I glared at him. I wasn’t going to say it in front of the girls, but if someone didn’t want me being protective then someone shouldn’t have run off behind my back to nearly die in an underground spell labyrinth. I took Chelsea’s hint and dropped the scar thing, but something really, really bothered me about it. I couldn’t stop glancing at the tissue made rough and obvious by the stretched skin around it. I found myself relieved when she put her jacket back on, and I could concentrate on having fun with my friends.

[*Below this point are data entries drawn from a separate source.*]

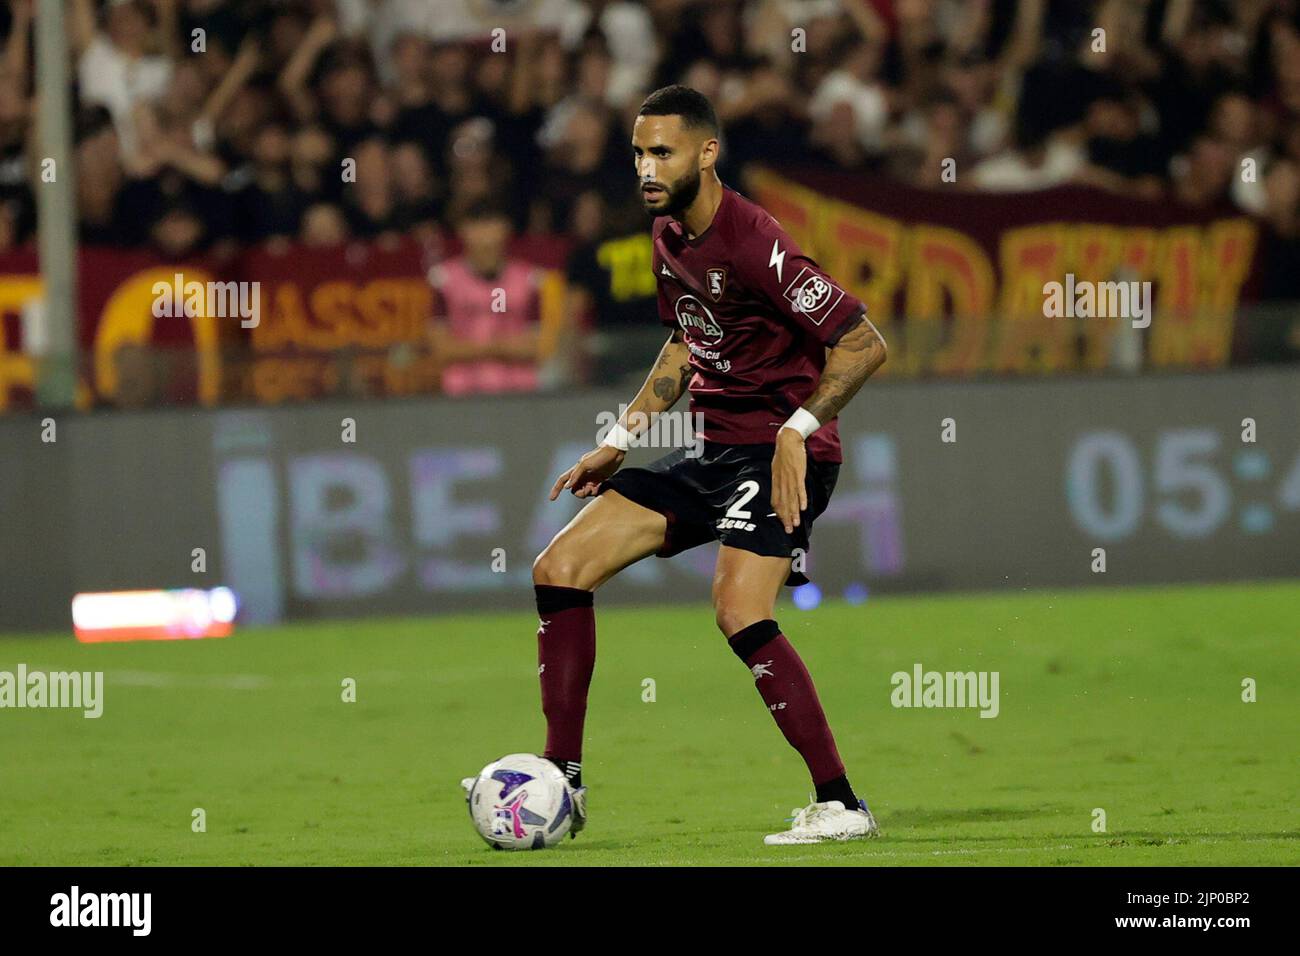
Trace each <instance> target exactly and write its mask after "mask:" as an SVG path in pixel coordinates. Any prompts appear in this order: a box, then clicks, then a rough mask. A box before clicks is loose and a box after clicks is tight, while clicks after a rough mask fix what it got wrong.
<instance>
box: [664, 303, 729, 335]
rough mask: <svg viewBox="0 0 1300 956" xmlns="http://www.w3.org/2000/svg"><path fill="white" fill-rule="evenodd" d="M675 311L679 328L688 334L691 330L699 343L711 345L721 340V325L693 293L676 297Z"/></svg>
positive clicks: (682, 331)
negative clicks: (679, 297) (679, 326)
mask: <svg viewBox="0 0 1300 956" xmlns="http://www.w3.org/2000/svg"><path fill="white" fill-rule="evenodd" d="M675 311H676V312H677V324H679V325H680V326H681V330H682V332H685V333H688V336H689V334H690V333H692V332H693V333H694V334H695V338H697V339H699V345H702V346H712V345H718V343H719V342H722V341H723V326H722V325H719V324H718V320H716V319H714V313H712V312H710V311H708V307H707V306H706V304H705V303H702V302H701V300H699V299H697V298H695V297H694V295H682V297H681V298H680V299H677V304H676V306H675Z"/></svg>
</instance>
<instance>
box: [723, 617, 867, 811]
mask: <svg viewBox="0 0 1300 956" xmlns="http://www.w3.org/2000/svg"><path fill="white" fill-rule="evenodd" d="M728 643H729V644H731V646H732V650H735V652H736V656H737V657H738V658H740V659H741V661H744V662H745V666H746V667H749V669H750V671H753V674H754V685H755V687H757V688H758V692H759V693H761V695H762V696H763V701H764V702H766V704H767V709H768V710H771V711H772V717H774V718H776V726H777V727H780V728H781V734H784V735H785V739H787V740H789V741H790V747H793V748H794V749H796V750H798V752H800V756H801V757H803V762H805V763H807V765H809V773H810V774H813V783H814V784H826V783H828V782H837V780H839V779H840V778H844V762H842V761H841V760H840V753H839V750H836V749H835V737H833V736H832V735H831V727H829V726H828V724H827V722H826V714H824V713H823V711H822V702H820V701H819V700H818V696H816V688H815V687H814V685H813V676H811V675H810V674H809V671H807V667H805V666H803V661H801V659H800V656H798V653H797V652H796V650H794V648H793V646H792V645H790V643H789V641H788V640H785V635H783V633H781V630H780V627H777V624H776V622H775V620H759V622H758V623H757V624H750V626H749V627H746V628H744V630H742V631H740V632H737V633H736V635H733V636H732V637H731V639H729V641H728ZM845 787H848V780H845ZM850 792H852V791H850ZM845 805H846V806H848V805H849V804H845ZM852 805H857V801H855V800H854V801H853V804H852Z"/></svg>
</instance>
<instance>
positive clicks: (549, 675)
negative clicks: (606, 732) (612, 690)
mask: <svg viewBox="0 0 1300 956" xmlns="http://www.w3.org/2000/svg"><path fill="white" fill-rule="evenodd" d="M533 589H534V591H536V592H537V615H538V628H537V672H538V676H539V678H541V682H542V713H543V714H546V752H545V753H543V754H542V756H545V757H550V758H552V760H556V761H567V765H576V766H577V767H581V760H582V723H584V721H585V719H586V688H588V687H590V684H591V671H593V670H594V669H595V611H594V609H593V606H591V605H593V598H594V597H595V596H594V594H593V593H591V592H590V591H581V589H580V588H560V587H555V585H550V584H537V585H534V588H533Z"/></svg>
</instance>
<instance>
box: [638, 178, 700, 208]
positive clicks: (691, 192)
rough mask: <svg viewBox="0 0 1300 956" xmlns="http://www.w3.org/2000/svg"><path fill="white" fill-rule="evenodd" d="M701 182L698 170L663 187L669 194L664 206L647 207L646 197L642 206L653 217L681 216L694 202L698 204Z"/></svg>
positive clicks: (669, 183)
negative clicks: (695, 198) (659, 206)
mask: <svg viewBox="0 0 1300 956" xmlns="http://www.w3.org/2000/svg"><path fill="white" fill-rule="evenodd" d="M699 182H701V177H699V170H698V169H697V170H694V172H693V173H686V174H685V176H684V177H681V178H680V179H677V181H676V182H673V183H669V185H666V186H664V187H663V189H664V193H666V194H667V202H664V204H663V206H660V207H653V206H646V204H645V198H643V196H642V199H641V204H642V206H645V209H646V212H649V213H650V215H651V216H680V215H681V213H684V212H685V211H686V209H688V208H689V207H690V204H692V203H693V202H695V196H698V195H699Z"/></svg>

The next few days went surprisingly well. I kept expecting something to happen – my parent to randomly show up, or Max’s, or someone to track me home and harrass me over the familiar thing, or to get a message that some horrible thing had happened to the school or Kylie or Saina in my absence. But soon enough, we were saying goodbye to the girls and getting into Instruktanto Cooper’s van, and I felt Kylie’s magic flow back into me as we went to pick her up, and we were heading back, once again, to Skolala Refujeyo. I was already missing Chelsea and Melissa, but it was good to be within range of Kylie again. Not that a week apart was a particular strain, but it was annoying, even when one of us nipped outside at school for a few minutes. I was used to the feeling of the magic now, even when it got antsy when… when Kylie was…
When she was…
Huh.
Something suddenly made sense, and I couldn’t help grinning to myself. I was a fucking genius. Max and Kylie picked up on my energy and shot me curious looks, but I didn’t dare say anything in the back of the van, where Instruktanto Cooper could hear us. I stayed still and quiet and tried hard not to vibrate out of my skin with jubilance at my realisation, at my masterful deduction, at what I’d all but given up on achieving and had suddenly done, Chelsea was going to be so amazed, this was great. We got back to the school and all three of us marched right back to our room and I closed the door and grinned at my roommates like a madman.
“Kayden, what the fuck?” Kylie asked.
“I’m a genius,” I announced. “Behold my mastery. I bet everyone thought I’d given up, but I did it. I figured it out.”
“Figured what out?”
“I know where in the world we are.” My cheeks hurt as I grinned even wider. “I’ve discovered the location of Skolala Refujeyo.”